If a time series demonstrates exponential growth (compound growth), then the formula (without the error term; more on this later) will be:

\[y_t = e^{b_0 + b_1\left(t\right)}\]

Although it is certainly possible to create a model by fitting an exponential curve to the data, it’s more common to transform this model into a linear model, simply by taking the natural logarithm of both sides:

\begin{align}ln\left(y_t\right) &= ln\left(e^{b_0 + b_1\left(t\right)}\right)\\

\\

ln\left(y_t\right) &= b_0 + b_1\left(t\right)

\end{align}

Commonly, a time series that displays exponential growth is modeled directly using this last formula, with the error term included (rather than including the error term in the original (exponential) formula above):

\[ln\left(y_t\right) = b_0 + b_1\left(t\right) + \epsilon_t\]

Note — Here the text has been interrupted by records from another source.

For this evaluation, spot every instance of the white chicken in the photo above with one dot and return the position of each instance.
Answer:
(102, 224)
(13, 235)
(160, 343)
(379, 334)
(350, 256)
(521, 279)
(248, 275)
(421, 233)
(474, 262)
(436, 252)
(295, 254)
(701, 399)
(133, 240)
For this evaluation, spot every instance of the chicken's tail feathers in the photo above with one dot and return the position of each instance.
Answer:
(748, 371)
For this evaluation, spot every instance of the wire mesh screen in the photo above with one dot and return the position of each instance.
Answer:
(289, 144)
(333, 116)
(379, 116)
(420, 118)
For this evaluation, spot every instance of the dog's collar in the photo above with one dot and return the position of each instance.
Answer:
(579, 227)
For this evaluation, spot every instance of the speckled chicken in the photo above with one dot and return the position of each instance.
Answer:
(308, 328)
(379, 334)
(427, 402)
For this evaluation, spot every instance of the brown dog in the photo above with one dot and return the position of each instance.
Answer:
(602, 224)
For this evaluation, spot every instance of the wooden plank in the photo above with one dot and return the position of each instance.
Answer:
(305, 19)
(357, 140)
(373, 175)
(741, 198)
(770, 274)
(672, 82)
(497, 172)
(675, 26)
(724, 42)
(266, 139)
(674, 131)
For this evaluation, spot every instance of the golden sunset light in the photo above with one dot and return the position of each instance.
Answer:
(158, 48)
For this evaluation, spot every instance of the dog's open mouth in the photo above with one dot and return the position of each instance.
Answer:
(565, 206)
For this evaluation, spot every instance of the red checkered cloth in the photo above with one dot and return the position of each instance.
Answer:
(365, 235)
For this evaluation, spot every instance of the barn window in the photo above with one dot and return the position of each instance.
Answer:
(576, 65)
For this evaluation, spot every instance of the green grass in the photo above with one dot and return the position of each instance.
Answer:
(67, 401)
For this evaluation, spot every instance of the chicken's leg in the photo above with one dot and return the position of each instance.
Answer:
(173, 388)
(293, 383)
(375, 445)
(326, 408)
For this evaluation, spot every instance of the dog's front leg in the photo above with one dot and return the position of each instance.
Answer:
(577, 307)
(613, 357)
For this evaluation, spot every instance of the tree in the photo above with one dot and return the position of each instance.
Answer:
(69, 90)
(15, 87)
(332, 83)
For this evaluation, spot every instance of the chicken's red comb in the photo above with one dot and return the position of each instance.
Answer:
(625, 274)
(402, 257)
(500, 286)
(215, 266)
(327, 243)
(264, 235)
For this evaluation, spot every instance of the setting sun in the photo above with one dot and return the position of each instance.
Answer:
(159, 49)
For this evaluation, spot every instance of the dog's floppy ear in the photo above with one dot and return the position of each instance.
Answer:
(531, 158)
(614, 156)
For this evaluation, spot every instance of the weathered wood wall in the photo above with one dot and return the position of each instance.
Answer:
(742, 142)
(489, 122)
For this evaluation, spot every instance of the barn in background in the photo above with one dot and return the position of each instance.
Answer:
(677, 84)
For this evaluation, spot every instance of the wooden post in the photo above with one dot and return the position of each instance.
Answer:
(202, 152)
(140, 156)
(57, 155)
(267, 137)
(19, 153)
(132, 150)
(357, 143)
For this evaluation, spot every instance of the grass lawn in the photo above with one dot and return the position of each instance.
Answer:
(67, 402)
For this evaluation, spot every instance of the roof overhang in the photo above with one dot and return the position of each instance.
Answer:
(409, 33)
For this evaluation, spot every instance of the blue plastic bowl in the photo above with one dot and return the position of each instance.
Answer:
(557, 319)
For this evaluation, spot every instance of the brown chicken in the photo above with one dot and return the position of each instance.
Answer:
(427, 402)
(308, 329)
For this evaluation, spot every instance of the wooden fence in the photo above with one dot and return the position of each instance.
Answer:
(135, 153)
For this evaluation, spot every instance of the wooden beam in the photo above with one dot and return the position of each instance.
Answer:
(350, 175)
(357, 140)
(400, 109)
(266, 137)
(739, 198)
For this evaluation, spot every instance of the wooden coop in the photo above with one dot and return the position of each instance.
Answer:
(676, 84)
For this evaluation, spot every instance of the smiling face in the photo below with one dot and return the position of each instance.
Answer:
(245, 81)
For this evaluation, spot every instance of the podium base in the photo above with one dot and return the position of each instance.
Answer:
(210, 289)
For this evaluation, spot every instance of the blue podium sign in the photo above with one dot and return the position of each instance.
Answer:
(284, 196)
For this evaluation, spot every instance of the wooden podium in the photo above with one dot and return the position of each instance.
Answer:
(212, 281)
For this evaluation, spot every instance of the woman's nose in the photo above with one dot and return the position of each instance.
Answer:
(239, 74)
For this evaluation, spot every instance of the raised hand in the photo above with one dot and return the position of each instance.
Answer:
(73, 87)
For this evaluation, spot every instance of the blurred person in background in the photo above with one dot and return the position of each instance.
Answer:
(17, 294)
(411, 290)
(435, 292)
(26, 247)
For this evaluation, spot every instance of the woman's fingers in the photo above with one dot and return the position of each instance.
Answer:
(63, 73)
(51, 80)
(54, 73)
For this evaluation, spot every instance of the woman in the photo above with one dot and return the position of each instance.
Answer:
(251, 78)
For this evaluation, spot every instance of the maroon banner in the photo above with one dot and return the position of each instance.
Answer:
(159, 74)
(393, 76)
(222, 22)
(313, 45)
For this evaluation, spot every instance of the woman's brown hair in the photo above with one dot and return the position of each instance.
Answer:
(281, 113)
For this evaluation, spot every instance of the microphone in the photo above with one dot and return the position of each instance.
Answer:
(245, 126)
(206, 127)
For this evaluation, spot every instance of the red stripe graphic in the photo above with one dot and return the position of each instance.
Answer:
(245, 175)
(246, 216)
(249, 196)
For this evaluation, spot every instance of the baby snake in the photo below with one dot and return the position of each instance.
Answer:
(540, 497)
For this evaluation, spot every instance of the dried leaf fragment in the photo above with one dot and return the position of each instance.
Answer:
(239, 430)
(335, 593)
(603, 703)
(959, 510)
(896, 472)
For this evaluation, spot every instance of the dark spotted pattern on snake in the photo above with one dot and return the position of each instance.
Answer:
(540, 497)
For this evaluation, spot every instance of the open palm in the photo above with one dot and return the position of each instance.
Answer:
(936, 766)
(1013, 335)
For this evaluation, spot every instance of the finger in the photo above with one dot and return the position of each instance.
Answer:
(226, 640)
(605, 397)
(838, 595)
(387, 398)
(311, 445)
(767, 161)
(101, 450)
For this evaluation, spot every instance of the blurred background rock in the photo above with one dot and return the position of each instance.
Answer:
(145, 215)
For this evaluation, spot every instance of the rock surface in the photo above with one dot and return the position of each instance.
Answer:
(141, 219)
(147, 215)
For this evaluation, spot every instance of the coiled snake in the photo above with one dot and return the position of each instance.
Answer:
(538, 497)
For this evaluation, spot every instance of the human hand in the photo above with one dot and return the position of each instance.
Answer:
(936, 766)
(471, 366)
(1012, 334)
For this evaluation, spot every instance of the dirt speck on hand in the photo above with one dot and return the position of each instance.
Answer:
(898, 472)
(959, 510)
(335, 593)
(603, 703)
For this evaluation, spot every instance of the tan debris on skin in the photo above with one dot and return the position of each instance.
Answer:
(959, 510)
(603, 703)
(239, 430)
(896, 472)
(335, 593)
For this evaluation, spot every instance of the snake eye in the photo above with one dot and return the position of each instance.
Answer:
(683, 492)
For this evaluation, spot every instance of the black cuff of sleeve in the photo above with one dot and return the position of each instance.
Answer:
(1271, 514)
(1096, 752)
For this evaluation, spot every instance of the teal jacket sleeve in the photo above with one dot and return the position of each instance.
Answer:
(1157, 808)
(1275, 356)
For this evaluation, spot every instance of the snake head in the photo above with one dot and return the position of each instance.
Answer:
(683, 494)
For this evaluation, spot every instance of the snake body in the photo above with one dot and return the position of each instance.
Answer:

We refer to this model as a log-linear model (natural logarithm on the left side, linear function on the right side). For example, if the data in the exponential trend (**green**) graph, above, are transformed by taking the natural logarithm, the resulting graph is:

(Of note is that the error terms are of roughly constant magnitude in the original (exponential) graph (I know that they are because I created the graph), while the error terms in the transformed graph are clearly larger for small values of *t*, and decrease as *t* increases. The CFA curriculum doesn’t address this particular example of heteroskedasticity, but I’d be quite surprised if it weren’t the subject of some common correction technique in the statistical literature.)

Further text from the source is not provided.